Landesmutter der Herzen

Claudia Haider

Landesmutter der Herzen

Der Ruf nach Claudia Haider wird immer lauter: Nur sie könne nach Jörgs Tod das Machtvakuum füllen. Polit-Insider meinen, sie würde die Nach­folge nach einem Trauerjahr wagen.
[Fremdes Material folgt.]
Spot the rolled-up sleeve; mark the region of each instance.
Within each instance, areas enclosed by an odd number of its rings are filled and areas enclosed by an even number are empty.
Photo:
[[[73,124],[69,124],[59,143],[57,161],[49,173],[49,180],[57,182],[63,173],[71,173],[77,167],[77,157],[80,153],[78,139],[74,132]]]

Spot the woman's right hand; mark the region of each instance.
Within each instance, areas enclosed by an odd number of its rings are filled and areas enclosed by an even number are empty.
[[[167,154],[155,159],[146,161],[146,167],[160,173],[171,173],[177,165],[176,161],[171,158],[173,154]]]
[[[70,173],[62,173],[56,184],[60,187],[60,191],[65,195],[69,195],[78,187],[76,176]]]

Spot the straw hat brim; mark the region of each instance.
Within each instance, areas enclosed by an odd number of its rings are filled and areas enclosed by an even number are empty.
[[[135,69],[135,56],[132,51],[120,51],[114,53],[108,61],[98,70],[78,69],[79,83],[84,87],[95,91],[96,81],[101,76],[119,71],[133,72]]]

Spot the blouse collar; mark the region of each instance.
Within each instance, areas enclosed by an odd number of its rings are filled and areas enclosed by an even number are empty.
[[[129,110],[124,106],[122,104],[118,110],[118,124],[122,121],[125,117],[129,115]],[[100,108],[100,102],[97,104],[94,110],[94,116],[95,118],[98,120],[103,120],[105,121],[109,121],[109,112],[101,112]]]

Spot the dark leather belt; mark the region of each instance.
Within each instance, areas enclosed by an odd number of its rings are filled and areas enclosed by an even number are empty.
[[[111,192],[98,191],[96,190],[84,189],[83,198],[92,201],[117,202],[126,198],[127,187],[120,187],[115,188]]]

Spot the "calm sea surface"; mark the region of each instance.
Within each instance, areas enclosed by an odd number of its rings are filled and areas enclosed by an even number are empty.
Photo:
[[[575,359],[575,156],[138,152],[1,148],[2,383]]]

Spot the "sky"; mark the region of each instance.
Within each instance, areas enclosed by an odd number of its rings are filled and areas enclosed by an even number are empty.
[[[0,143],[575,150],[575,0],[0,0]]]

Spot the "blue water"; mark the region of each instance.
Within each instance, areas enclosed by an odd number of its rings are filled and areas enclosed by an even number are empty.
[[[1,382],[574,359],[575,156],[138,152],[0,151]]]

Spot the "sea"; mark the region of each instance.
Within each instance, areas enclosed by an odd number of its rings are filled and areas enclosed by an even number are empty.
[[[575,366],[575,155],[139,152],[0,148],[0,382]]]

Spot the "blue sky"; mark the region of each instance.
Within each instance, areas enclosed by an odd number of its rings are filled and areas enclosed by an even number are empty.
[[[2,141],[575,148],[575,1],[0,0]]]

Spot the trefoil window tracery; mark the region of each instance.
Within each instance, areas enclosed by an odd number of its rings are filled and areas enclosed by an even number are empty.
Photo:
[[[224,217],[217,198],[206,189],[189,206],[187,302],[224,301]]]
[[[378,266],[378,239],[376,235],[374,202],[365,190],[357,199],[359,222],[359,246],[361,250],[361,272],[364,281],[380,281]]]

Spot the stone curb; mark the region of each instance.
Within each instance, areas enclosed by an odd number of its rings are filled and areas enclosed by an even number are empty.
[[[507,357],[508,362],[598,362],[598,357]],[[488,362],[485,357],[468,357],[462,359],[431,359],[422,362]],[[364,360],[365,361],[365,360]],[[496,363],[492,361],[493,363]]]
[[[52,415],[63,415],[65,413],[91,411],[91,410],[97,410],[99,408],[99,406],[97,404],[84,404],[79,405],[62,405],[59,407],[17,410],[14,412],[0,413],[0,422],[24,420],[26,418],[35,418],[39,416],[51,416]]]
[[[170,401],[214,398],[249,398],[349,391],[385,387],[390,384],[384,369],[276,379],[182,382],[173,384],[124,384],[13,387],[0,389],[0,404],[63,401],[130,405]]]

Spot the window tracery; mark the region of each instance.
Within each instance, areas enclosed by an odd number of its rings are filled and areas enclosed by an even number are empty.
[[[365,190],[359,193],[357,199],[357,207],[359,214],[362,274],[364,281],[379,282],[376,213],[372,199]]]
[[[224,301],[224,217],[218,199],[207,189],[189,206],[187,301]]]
(c) Getty ImagesEs waren nur wenige Worte, die die sichtlich gezeichnete Claudia Haider im Klagenfurter Dom beim Requiem sprach, die aber ganz Kärnten wieder Hoffnung gegeben haben: „Man muss nicht verzweifeln, wenn etwas verloren geht – es kommt alles noch viel herrlicher nach.“ Noch sehen die Haider-Fans kein Licht am Ende des Tunnels. Denn die Nachfolgediskussion entpuppt sich zum selbstzerstörerischen Machtkampf innerhalb des BZÖ. Und so wird der Ruf nach der geliebten Landesmutter in Kärnten immer lauter. Claudia Haider (52) soll das orange Machtvakuum, das ihr charismatischer Mann Jörg hinterlassen hat, füllen. Nur wenn die Waldpädagogin in Kärnten als Landeshauptfrau den politischen Ton angibt, bleibe sein Vermächtnis gewahrt.

Noch nicht bereit
Die Landesmutter der Herzen winkt allerdings noch ab. „Ich muss mein Leben jetzt jeden Tag neu erfinden, weil mein Lebensinhalt weggebrochen ist“, richtet Claudia Haider aus. Doch sobald die Trauerzeit beendet ist, wollen sie Weggefährten überreden, das politische Erbe ihres Mannes anzutreten.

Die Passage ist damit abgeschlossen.